We had been working on Rasa 2.3.4 and 2.4.* but recently we decided to upgrade to the latest version. We train a bot that was working perfectly on those versions using 2.6.2, but the response selector now gives us very low confidence for every question, the only change that we did was actually a suggestion that showed when we train:

/Library/Frameworks/Python.framework/Versions/3.7/lib/python3.7/site-packages/rasa/utils/train_utils.py:455: UserWarning: constrain_similarities is set to False. It is recommended to set it to True when using cross-entropy loss. It will be set to True by default, Rasa Open Source 3.0.0 onwards. category=UserWarning, /Library/Frameworks/Python.framework/Versions/3.7/lib/python3.7/site-packages/rasa/utils/train_utils.py:428: UserWarning: model_confidence is set to softmax. It is recommended to try using model_confidence=linear_norm to make it easier to tune fallback thresholds. category=UserWarning,

But now, all my FAQs get very low confidence (0.14 - 0.16) and with 2.4.* we get values above 0.75.

This is my config file:

language: en
pipeline:
  - name: WhitespaceTokenizer
  - name: RegexFeaturizer
  - name: LexicalSyntacticFeaturizer
  - name: CountVectorsFeaturizer
    analyzer: char_wb
    min_ngram: 1
    max_ngram: 4
  - name: DIETClassifier
    epochs: 100
    model_confidence: linear_norm
    constrain_similarities: True
  - name: EntitySynonymMapper
  - name: voiq_response_selector.VoiqResponseSelector
    retrieval_intent: faq
    epochs: 150
    nlu_threshold: 0.8
    scale_loss: False
    model_confidence: linear_norm
    constrain_similarities: True
  - name: FallbackClassifier
    threshold: 0.7
policies:
  - name: MemoizationPolicy
    max_history: 5
  - name: TEDPolicy
    max_history: 5
    epochs: 100
    model_confidence: linear_norm
    constrain_similarities: True
  - name: RulePolicy
    core_fallback_threshold: 0.5
    core_fallback_action_name: action_default_fallback
    enable_fallback_prediction: True

This is the usual result for the ResponseSelector:

Epochs: 100%|████████████████████████████████████████████████████████████████████████████████████████████████████████████████████████████████████| 150/150 [01:33<00:00, 1.60it/s, t_loss=4.9, r_acc=0.998]

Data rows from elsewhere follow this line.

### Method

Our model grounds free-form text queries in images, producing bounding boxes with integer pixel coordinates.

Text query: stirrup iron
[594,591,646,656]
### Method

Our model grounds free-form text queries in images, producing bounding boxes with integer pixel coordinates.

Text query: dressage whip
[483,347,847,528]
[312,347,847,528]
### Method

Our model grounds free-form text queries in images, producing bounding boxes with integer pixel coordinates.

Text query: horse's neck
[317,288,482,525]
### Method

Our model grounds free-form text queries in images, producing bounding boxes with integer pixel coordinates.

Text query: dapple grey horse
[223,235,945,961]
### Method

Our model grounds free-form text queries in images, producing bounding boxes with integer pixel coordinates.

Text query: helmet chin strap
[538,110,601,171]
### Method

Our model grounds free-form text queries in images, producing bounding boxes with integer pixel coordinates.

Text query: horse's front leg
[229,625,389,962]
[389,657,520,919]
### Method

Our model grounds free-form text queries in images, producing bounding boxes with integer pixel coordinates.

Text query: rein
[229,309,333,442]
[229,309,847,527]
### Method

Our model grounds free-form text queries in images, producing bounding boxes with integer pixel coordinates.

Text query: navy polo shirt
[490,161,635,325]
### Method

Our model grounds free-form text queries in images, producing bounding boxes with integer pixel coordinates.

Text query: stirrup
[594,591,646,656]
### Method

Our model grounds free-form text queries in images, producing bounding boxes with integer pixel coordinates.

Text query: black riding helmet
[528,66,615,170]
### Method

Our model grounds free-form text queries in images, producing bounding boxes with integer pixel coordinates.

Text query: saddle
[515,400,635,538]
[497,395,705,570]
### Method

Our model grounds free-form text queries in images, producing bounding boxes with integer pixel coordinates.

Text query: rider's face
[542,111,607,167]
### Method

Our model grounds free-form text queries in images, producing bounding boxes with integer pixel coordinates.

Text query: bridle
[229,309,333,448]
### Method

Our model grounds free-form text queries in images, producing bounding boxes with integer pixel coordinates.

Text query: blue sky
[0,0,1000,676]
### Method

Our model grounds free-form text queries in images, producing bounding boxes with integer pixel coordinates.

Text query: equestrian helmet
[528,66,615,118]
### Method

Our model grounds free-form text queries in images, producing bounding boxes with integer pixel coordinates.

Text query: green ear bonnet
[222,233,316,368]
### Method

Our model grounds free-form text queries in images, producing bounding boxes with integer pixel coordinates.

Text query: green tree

Any idea what’s going on? Or how can I improve the results? For the moment, I’ll keep using 2.4.*

Thanks

Hi @DanielOlarte How many training examples do you have for your response selector. Also, I see that the training loss is still high during training. This indicates that the model is not too confident during training time as well. It would be better to increase the number of epochs to decrease the t_loss further.

Hi @dakshvar22 As of now, we have this:

Number of response examples: 3471 (115 distinct responses)

And we have an average of 27 training examples per response.

We increase to 300 epochs, and we got this result:

Epochs: 100%|##########| 300/300 [20:10<00:00, 4.03s/it, t_loss=5.2, r_acc=0.997]

Let me know if we need to do something else.

Do you have a lot of overlapping examples across responses? Training loss still being high seems like a problem appearing because of a lot of overlap in examples.

Hi!

I’m facing the same problem, did you manage to solve it somehow?